6. Have a Practice Squad

Organize a practice squad to work against. Practice squads can be of great value, especially when preparing for an opponent. This will keep your team intact. Instead, of having your own players learn the opponents' plays and defenses, they can concentrate in disrupting them. For women teams, organize a practice squad of males to practice against. Be sure to acknowledge and reward your practice squad at the end of the season.

7. Making Player Corrections

Substitute or wait for a break in the action to make individual player corrections. Do not waste other players’ time to correct one play. However, if the entire team can benefit from the correction then stop the action and point out the mistake. Do not stop the action for repeated mistakes, wait for a break in the action or substitute. Whenever possible, point out positive plays and efforts rather than mistakes. 

8. Modify the Scoring Values for Emphasis

In order to achieve what you are emphasizing in a scrimmage, modify scoring or award bonus points.

For examples: To emphasize post play, credit a team with a point every time the post touches the ball or a shot made by a post worth 2 points all other made shots 1 point. To emphasize offensive rebounding give two points for a putback or rebound shot all other made shots 1 point.

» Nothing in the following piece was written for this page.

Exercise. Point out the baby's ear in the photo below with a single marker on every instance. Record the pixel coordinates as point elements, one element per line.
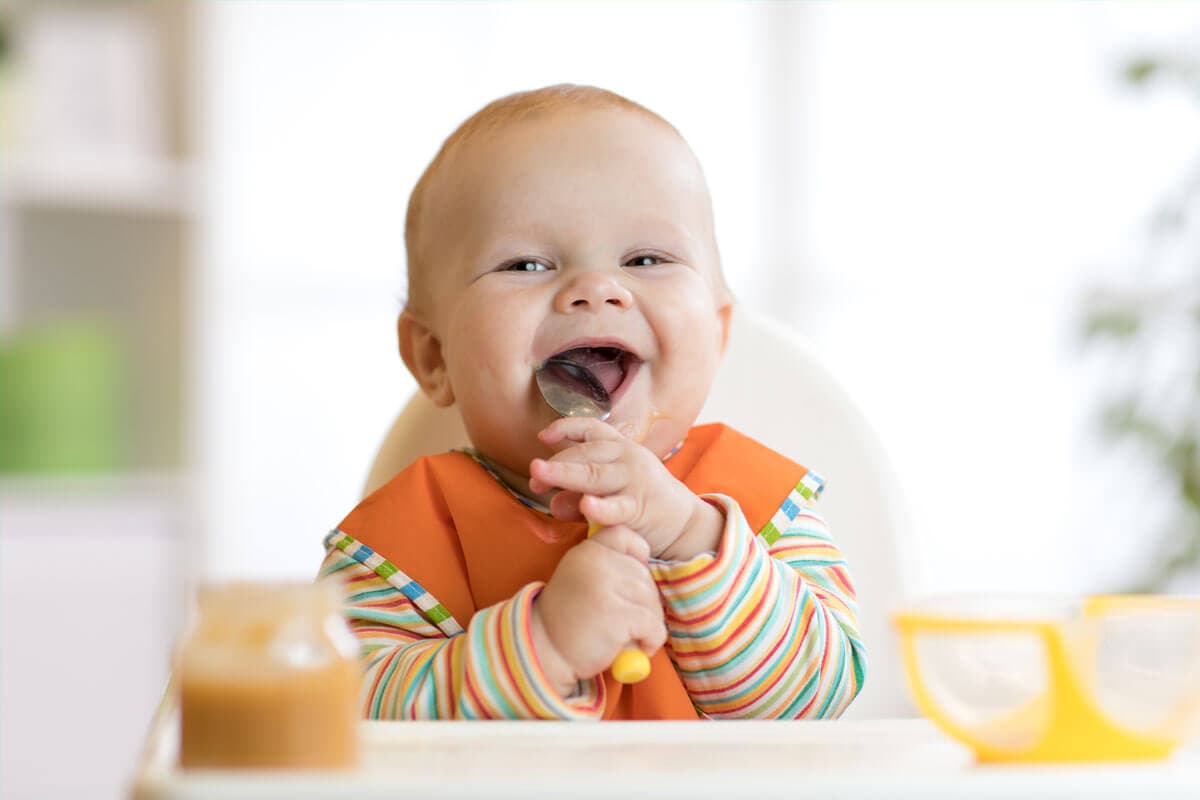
<point>725,318</point>
<point>421,352</point>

You can also incorporate "Defensive Stops" into scoring. In order for a basket to count, it must be followed by a defensive stop. This prevents teams from just trading baskets, and emphasizes the importance of making defensive stops.

9. Player Evaluation

Use scrimmages to test or determine a player's competiveness, leadership and determination. Mismatch the desired player with four of the least skilled players and observe their reactions. Do they take on the challenge, or do they complain and give up and just go through the motions?

Note: To encourage hustle, on jump balls, the first player to dive for loose ball gets it or give it to the defense.

10. Situation Scrimmages & Clock Management

Use the clock and scoreboard to simulate various end of game situations both offensively and defensively. End of game situations become paramount at the end of season when winning or losing can determine a team's playoff and championship hopes. Scenarios can be created by adjusting time, score, out of bounds location, ball possession, and time outs. For examples:

3-6 seconds on the clock, down 2 points and ball out of bounds in the back court.
Game tied with 25 seconds on the clock, opponents with ball out of bounds on the sideline and 1 timeout.
Three minutes to play up 10 shooting a 1-and-1 free throw situation with 2 timeouts remaining.

NOTE: Situation scrimmaging does not only increases players' intelligence and aptitude for end of game situations, but, in the process, increases their confidence and confidence breeds success.